Of those tweets, 60% (33,005) were unoriginal, or retweeted, content. This trend held true for other popular hashtags derived from the Trump campaign’s at times conspiratorial messaging –– hashtags such as #hillaryshealth and #draintheswamp.

Usage of #buildthewall, possibly because of its central focus in the Trump campaign’s messaging, was more steady than other hashtags investigated. Of the top ten hashtags used in tandem with #buildthewall, three were explicitly racist: #whitegenocide, #waronwhites, and #antiwhite (sixth, eighth, and ninth, respectively) – more than any of the other hashtags that were investigated.

Notably, despite the volume of usage of #buildthewall, the campaign never trended among the identified community of extremists and users using extremist rhetoric.

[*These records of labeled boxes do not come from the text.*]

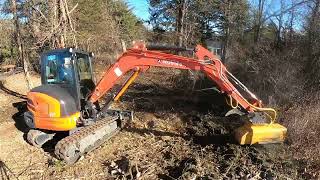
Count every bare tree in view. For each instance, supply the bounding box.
[10,0,33,89]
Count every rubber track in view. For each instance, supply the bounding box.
[55,117,120,163]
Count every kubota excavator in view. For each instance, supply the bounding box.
[24,42,287,164]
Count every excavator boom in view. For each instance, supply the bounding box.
[90,42,287,144]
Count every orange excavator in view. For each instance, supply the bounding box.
[24,42,287,164]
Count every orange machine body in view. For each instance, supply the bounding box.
[27,92,80,131]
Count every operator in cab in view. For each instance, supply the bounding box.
[58,57,72,82]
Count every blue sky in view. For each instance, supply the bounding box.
[126,0,149,20]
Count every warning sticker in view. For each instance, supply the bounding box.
[114,67,122,77]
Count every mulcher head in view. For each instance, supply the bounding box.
[235,123,287,145]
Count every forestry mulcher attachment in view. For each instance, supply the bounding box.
[24,42,287,164]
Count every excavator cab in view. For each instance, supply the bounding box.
[25,48,95,131]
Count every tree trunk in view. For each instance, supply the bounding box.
[254,0,265,43]
[177,0,187,46]
[11,0,33,89]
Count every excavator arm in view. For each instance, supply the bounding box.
[90,42,276,119]
[89,42,287,144]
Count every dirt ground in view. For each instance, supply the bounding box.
[0,69,308,179]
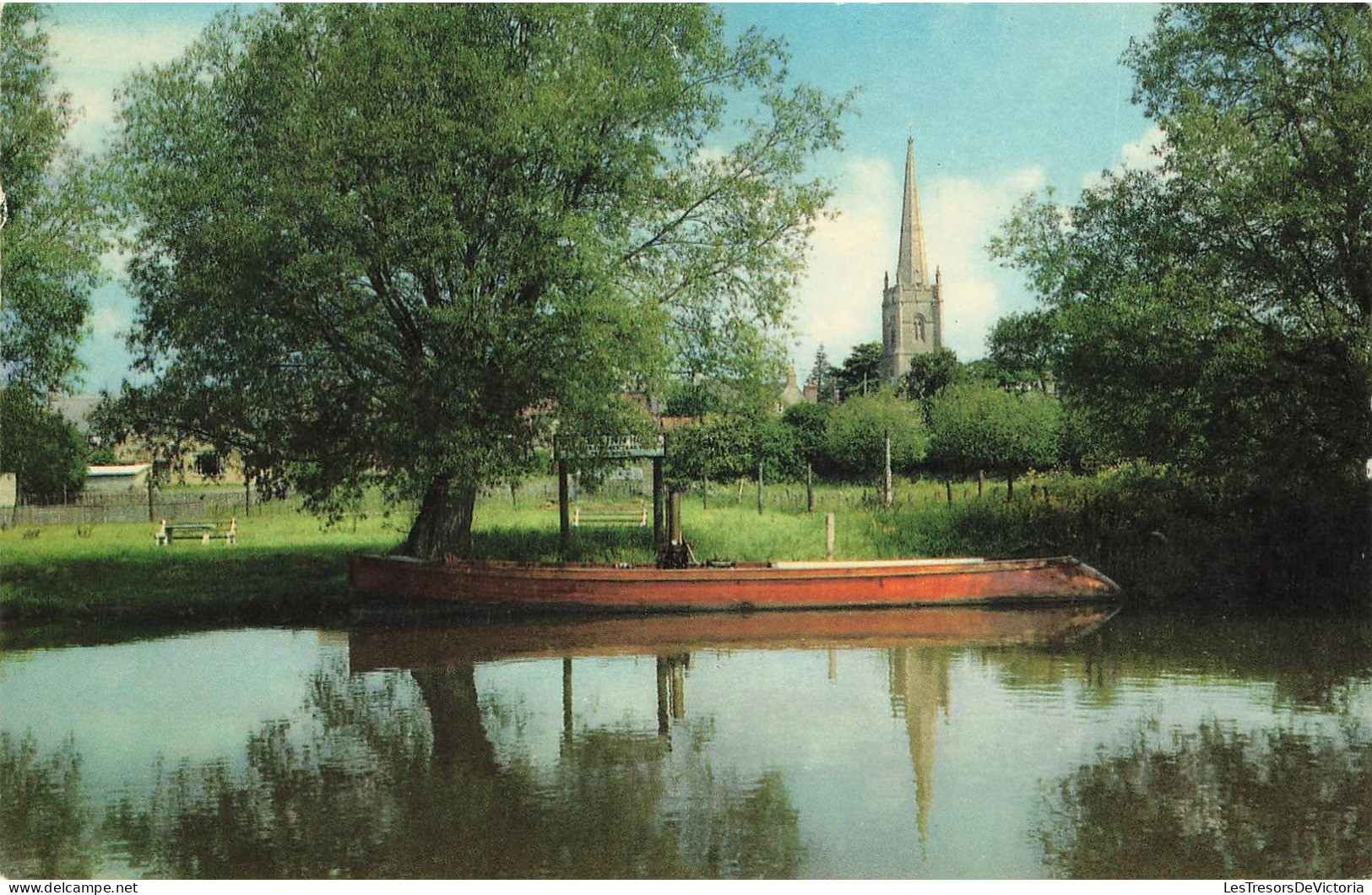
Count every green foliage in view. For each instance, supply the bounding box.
[825,391,929,480]
[834,342,881,401]
[896,349,968,424]
[119,4,845,555]
[992,4,1372,490]
[0,388,86,504]
[0,3,108,395]
[781,401,832,463]
[929,382,1063,478]
[986,310,1056,388]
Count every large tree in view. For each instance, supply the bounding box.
[834,342,881,401]
[119,4,843,555]
[994,4,1372,493]
[0,3,106,401]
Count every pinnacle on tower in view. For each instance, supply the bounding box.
[896,138,929,285]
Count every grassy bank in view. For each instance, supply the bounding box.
[0,469,1361,629]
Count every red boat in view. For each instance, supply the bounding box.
[349,556,1120,612]
[349,605,1117,671]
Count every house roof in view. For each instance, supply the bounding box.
[86,463,152,478]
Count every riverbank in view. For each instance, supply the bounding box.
[0,468,1365,634]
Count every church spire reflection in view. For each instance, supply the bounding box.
[889,648,950,844]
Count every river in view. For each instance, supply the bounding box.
[0,610,1372,878]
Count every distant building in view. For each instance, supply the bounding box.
[881,138,942,384]
[85,463,152,494]
[777,366,814,410]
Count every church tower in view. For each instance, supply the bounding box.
[881,138,942,384]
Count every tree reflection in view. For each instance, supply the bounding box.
[108,653,803,878]
[1038,724,1372,878]
[0,733,95,878]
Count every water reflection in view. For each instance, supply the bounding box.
[0,733,95,878]
[107,653,803,878]
[1038,721,1372,880]
[0,610,1372,878]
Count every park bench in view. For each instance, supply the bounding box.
[572,504,648,527]
[152,518,239,546]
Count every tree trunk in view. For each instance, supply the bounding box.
[404,478,476,559]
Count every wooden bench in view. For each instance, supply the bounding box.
[572,504,648,529]
[152,518,239,546]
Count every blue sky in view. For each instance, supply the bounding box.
[40,3,1161,390]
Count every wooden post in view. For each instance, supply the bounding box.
[557,460,572,553]
[562,659,572,743]
[657,656,671,737]
[653,457,664,549]
[881,432,892,509]
[667,491,682,544]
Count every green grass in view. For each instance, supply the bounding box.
[0,468,1352,636]
[0,502,402,627]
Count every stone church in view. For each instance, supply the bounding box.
[881,138,942,384]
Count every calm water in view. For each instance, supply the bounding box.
[0,614,1372,878]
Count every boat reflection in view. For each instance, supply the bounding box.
[349,605,1115,847]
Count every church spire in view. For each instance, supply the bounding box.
[896,138,929,285]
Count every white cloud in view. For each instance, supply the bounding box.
[1082,123,1165,189]
[48,22,199,151]
[793,158,900,377]
[86,303,133,342]
[792,158,1044,377]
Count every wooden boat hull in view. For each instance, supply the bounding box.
[349,605,1118,671]
[349,556,1120,614]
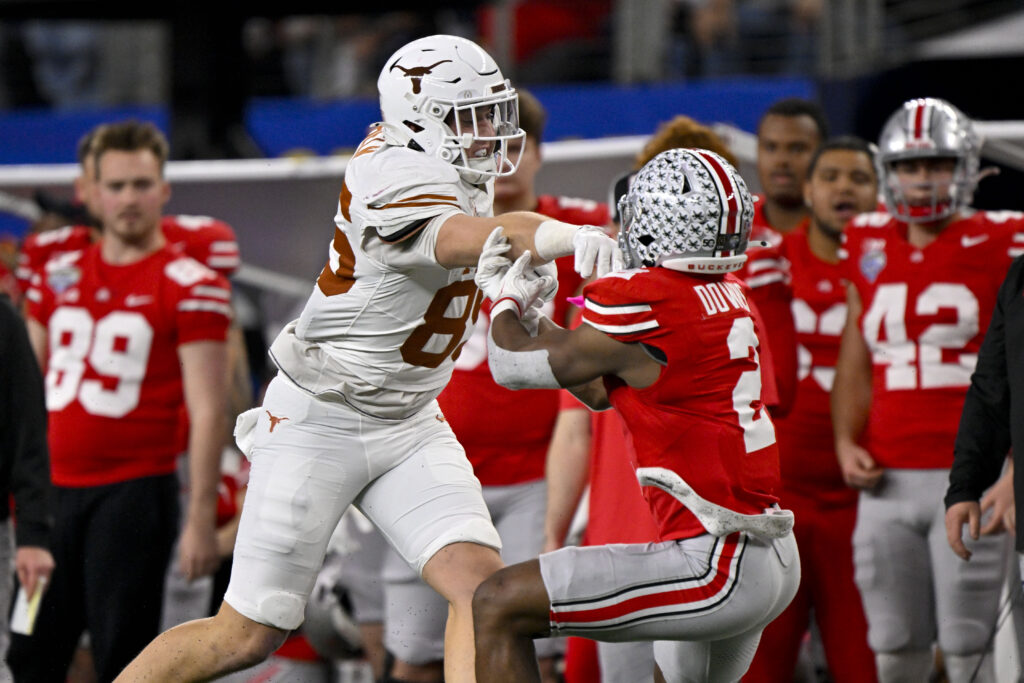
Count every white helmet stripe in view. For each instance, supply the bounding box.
[693,150,741,256]
[907,99,933,142]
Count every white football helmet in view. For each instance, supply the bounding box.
[618,150,754,273]
[377,35,526,183]
[876,97,981,222]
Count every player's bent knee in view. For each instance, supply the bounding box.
[212,603,289,670]
[473,569,529,633]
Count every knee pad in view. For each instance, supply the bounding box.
[943,651,995,683]
[874,650,934,683]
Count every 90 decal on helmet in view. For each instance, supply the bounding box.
[377,35,526,183]
[876,97,981,222]
[618,150,754,273]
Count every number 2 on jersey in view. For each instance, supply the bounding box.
[726,317,775,453]
[46,307,153,418]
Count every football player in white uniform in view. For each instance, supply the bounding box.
[118,36,621,683]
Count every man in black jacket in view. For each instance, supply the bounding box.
[945,257,1024,560]
[0,296,53,681]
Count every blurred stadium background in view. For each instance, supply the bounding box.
[0,0,1024,305]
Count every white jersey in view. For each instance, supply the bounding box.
[270,129,493,419]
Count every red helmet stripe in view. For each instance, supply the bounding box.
[694,151,740,256]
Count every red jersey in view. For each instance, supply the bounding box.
[559,391,657,546]
[437,197,608,486]
[16,216,241,292]
[775,226,857,505]
[735,195,797,416]
[0,261,22,306]
[841,211,1024,469]
[584,267,779,540]
[26,244,230,486]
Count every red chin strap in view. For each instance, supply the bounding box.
[902,201,952,218]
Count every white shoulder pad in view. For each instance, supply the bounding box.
[345,146,469,240]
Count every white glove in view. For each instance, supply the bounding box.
[490,251,557,319]
[572,225,623,278]
[534,261,558,307]
[473,227,516,301]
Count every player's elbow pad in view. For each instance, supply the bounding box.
[487,331,561,389]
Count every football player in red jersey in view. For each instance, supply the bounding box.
[473,150,800,681]
[545,115,761,683]
[743,137,878,683]
[15,124,242,292]
[374,90,608,681]
[736,97,828,417]
[831,98,1024,683]
[9,122,230,681]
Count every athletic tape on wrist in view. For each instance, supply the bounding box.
[490,296,522,321]
[534,220,580,261]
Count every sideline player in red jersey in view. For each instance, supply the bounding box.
[9,122,230,681]
[473,150,800,681]
[374,90,608,682]
[15,124,242,291]
[743,137,878,683]
[736,97,828,417]
[831,98,1024,683]
[118,35,621,683]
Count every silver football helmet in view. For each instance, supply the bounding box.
[618,150,754,273]
[876,97,981,222]
[377,35,526,183]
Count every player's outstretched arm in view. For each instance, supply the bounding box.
[831,285,883,488]
[487,253,660,410]
[434,211,623,278]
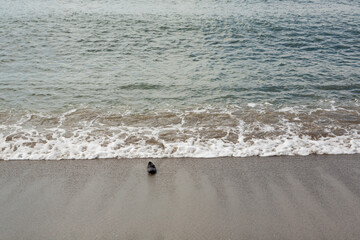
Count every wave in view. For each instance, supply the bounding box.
[0,103,360,160]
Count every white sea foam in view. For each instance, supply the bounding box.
[0,105,360,160]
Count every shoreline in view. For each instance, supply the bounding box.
[0,153,360,162]
[0,154,360,240]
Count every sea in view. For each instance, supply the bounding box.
[0,0,360,160]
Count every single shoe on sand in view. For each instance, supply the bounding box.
[148,162,156,174]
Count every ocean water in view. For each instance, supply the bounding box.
[0,0,360,160]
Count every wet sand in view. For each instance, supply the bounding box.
[0,155,360,240]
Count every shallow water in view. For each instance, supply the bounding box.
[0,0,360,159]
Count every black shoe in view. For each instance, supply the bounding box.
[148,162,156,174]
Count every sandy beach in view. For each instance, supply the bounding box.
[0,155,360,240]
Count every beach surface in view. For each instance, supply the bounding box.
[0,155,360,240]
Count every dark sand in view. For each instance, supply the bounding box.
[0,155,360,240]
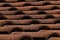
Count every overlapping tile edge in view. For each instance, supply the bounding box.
[0,0,60,40]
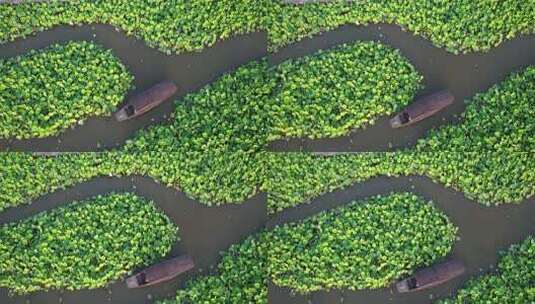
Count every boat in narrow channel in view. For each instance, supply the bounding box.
[115,81,178,121]
[390,90,455,128]
[126,255,195,288]
[396,260,465,293]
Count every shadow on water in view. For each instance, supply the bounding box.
[269,24,535,152]
[0,25,267,151]
[0,176,266,304]
[267,176,535,304]
[0,24,535,151]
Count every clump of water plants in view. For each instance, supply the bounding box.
[261,67,535,213]
[158,233,269,304]
[268,42,422,140]
[0,0,535,53]
[266,0,535,53]
[0,0,267,54]
[416,66,535,154]
[0,41,133,139]
[160,193,457,304]
[0,193,178,293]
[267,193,456,294]
[437,236,535,304]
[261,151,535,213]
[0,151,263,211]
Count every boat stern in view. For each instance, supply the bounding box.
[396,280,410,293]
[125,275,139,288]
[390,115,403,128]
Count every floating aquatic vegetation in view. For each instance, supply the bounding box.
[158,233,269,304]
[267,193,457,294]
[261,151,535,213]
[0,42,133,139]
[160,193,457,304]
[437,236,535,304]
[125,42,422,153]
[0,193,178,293]
[0,0,535,53]
[261,67,535,213]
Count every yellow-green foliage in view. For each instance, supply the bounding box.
[160,193,457,304]
[267,193,456,293]
[0,41,133,139]
[0,193,178,293]
[0,0,535,53]
[438,236,535,304]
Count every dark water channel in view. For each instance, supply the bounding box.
[269,24,535,152]
[0,25,535,304]
[0,25,267,152]
[0,176,266,304]
[268,176,535,304]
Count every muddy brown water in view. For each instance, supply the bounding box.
[0,24,535,152]
[0,25,535,304]
[0,176,266,304]
[269,24,535,152]
[0,25,267,152]
[268,176,535,304]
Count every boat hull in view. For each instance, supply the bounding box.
[395,260,465,293]
[390,91,455,128]
[125,255,195,288]
[115,81,178,121]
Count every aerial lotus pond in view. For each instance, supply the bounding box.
[0,0,535,304]
[0,0,535,53]
[268,193,456,293]
[0,42,133,139]
[160,193,457,304]
[437,236,535,304]
[125,42,422,153]
[0,193,178,293]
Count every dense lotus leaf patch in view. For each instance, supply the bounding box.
[266,0,535,53]
[0,66,535,213]
[160,193,457,304]
[0,152,264,211]
[416,66,535,153]
[125,42,422,152]
[158,232,269,304]
[437,236,535,304]
[268,42,422,140]
[267,193,456,293]
[261,67,535,213]
[261,151,535,213]
[0,193,178,293]
[0,0,535,53]
[0,42,133,139]
[0,0,268,53]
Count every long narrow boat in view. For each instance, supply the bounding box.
[126,255,195,288]
[396,260,465,293]
[115,81,178,121]
[390,91,455,128]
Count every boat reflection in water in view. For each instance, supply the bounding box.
[396,260,465,293]
[390,91,455,128]
[126,255,195,288]
[115,81,178,121]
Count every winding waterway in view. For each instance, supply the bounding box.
[0,176,267,304]
[267,176,535,304]
[0,20,535,304]
[0,24,535,152]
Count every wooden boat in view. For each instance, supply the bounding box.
[390,91,455,128]
[396,260,465,293]
[115,81,177,121]
[126,255,195,288]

This indicates that the hashtag had sustained popularity, but usage never spiked like with #hillaryshealth and #draintheswamp. This is supported by the omnipresence of “the wall” during Trump’s presidential campaign.

More explicitly racist accounts –– four out of the top ten, in fact –– used #buildthewall in the period studied than other hashtags, such as #hillaryshealth or #DrainTheswamp. Two of that top ten appear to have been suspended (@WLMM12 and @jack_jdcagle). Users @WhiteStorm14ws, @NorvinHobbsWS, and @RainbowCh1ldren – the fifth, sixth, and tenth most frequent users among identified extremists – all outwardly promote white supremacist causes in their account handles or descriptions. Both @WhiteStorm14ws and @NorvinHobbsWS’s account descriptions feature #whitegenocide and appear to be run by the same individual. @RainbowCh1ldren, who is also a frequent user of #whitegenocide, has an account description that reads, “Fewer and fewer white in our lovely new rainbow nations.” The account also regularly promotes The Mantra, a 241-word white supremacist attack on multiculturalism penned by Robert Whitaker –– and spread by propaganda created by Tim Murdoch of White Rabbit Radio ­­–– that advocates for ethnostates.

The top ten accounts in the extremist community most mentioned in conjunction with #buildthewall are much closer to the mainstream than those promoting it most heavily. Of the ten most mentioned accounts, only two are overtly white supremacist and both have been suspended: @Ricky_Vaughn99 and @WLMM12.